«J’étais vraiment triste quand j’ai appris la nouvelle ce matin. Je savais qu’elle n’était pas éternelle, mais elle était toujours aussi active. Elle venait à Angoulême, elle avait des rendez-vous scolaires, elle avait un compte Insta, certes tenu par sa petite-fille mais quand même…
Un air de famille
Comme tout le monde, je l’ai connue dans “J’aime lire”. Et comme tout le monde, je n’ai lu que « Tom-Tom et Nana » dans « J’aime Lire », avouons-le, il faut l’admettre ! Enfant, je me souviens que ce que je trouvais génial, c’était qu’il était petit. Comme un huis clos rassurant, comparé à tous les autres comics où il parcourait le monde dans des aventures rocambolesques. Chez les Dubouchon, cela s’est passé entre le restaurant des parents, la chambre des enfants et éventuellement le chemin de l’école et c’est tout ! Le dessin de Bernadette Després nous a rendu son univers très familier. On sentait la cuisine, il y avait quelque chose de super normal, comme une vraie famille dans une vraie maison avec de vraies personnes. Les clients du restaurant avaient des regards très crédibles, très crédibles, ils n’étaient pas lissés. Tout comme la maison où on sentait le désordre, il y avait de la vie.
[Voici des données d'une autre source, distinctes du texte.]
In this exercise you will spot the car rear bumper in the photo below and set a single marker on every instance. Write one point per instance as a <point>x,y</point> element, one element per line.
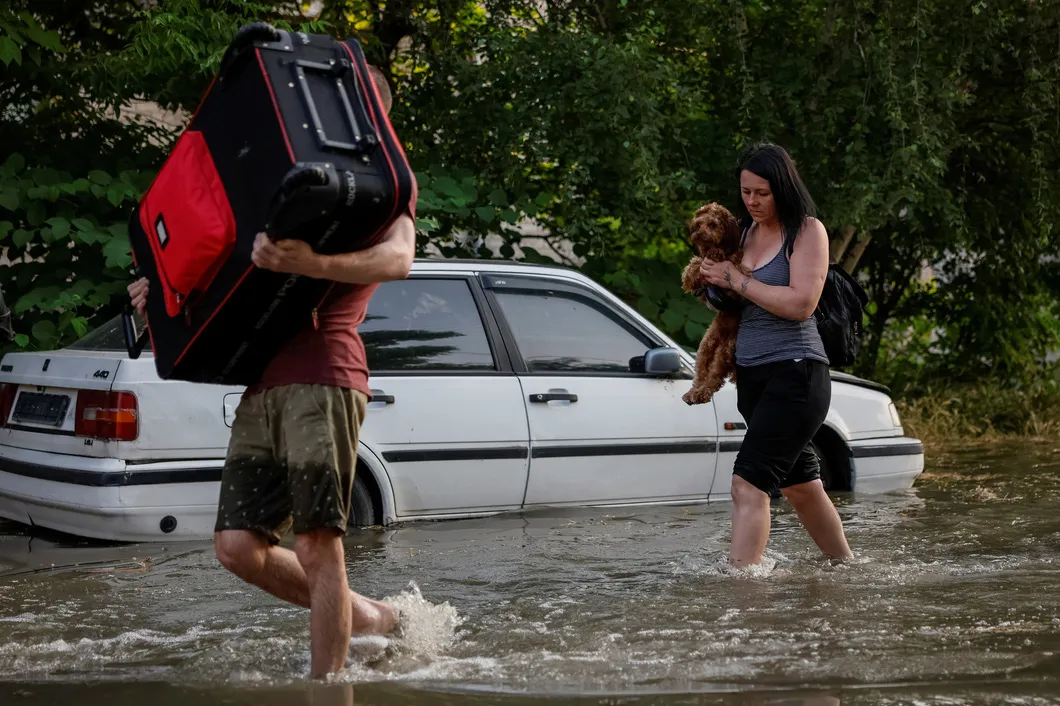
<point>880,465</point>
<point>107,498</point>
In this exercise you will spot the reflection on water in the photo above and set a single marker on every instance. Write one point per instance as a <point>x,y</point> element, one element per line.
<point>952,598</point>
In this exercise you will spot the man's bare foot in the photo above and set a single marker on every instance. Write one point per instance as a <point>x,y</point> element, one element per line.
<point>372,617</point>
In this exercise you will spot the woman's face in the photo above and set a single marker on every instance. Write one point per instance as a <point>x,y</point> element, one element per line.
<point>758,197</point>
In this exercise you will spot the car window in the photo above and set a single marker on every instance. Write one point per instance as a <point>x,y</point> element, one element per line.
<point>425,324</point>
<point>560,332</point>
<point>107,336</point>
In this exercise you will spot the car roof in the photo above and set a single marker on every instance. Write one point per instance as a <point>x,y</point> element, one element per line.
<point>482,265</point>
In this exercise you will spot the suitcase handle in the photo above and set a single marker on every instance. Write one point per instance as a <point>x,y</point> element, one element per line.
<point>364,136</point>
<point>244,39</point>
<point>134,343</point>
On sentait la cuisine, il y avait quelque chose de super normal, comme une vraie famille dans une vraie maison avec de vraies personnes
Sa ligne, qui n’était jamais droite, était remplie de plein de petits détails qui m’apaisaient. Et ce que j’aimais par dessus tout, c’était cette dualité entre ces enfants qui ne faisaient que des bêtises, parfois très élaborées, et ces parents tellement normaux, c’est-à-dire ivres d’avoir les enfants dans les mains, qui leur crient dessus et leur disent pour aller dans leur chambre, mais qui les aime tendrement ! Je me souviens d’une histoire où des enfants fabriquaient une machine pour lire dans le cœur des gens. Ils l’ont testé sur les parents, en leur posant beaucoup de questions et en fonction des réponses, un petit curseur se dirigeait vers le cœur. Et lorsqu’on leur a demandé s’ils aimaient leurs enfants, la flèche a littéralement explosé parce qu’ils les aimaient. On n’avait pas forcément conscience de cet amour inconditionnel en lisant, mais c’était quelque chose d’extrêmement rassurant. Quand nous sommes enfants et que nos parents nous grondent, nous pensons que nous les énervons vraiment, qu’ils en ont vraiment marre de nous. Mais ici, c’était tout le contraire. Les parents ne se souciaient pas des conneries des enfants, car ils les aimaient plus que tout.
Quand j’y pense, je me rends compte que j’ai complètement oublié « Tom-Tom et Nana » pendant des années. Ce n’est pas une bande dessinée souvent mise en avant et érigée en référence. Et c’est en travaillant dans la bande dessinée que j’ai enfin eu cette réminiscence. Je me suis souvenu que la bande dessinée que je lisais le plus étant enfant n’était pas « Tintin » ou « Astérix », mais plutôt « Tom-Tom et Nana ». Si on compte le nombre d’heures et le nombre de pages, c’est gagnant haut la main ! Et en parlant avec des gens nés entre 1975 et 1990, à peu près, il n’y a pas de match, nous avons tous été nourris de cette BD. C’est pourquoi nous l’aimons et pourquoi tant de personnes lui rendent hommage aujourd’hui. »
Pénélope Bagieu’s tribute to Bernadette Després.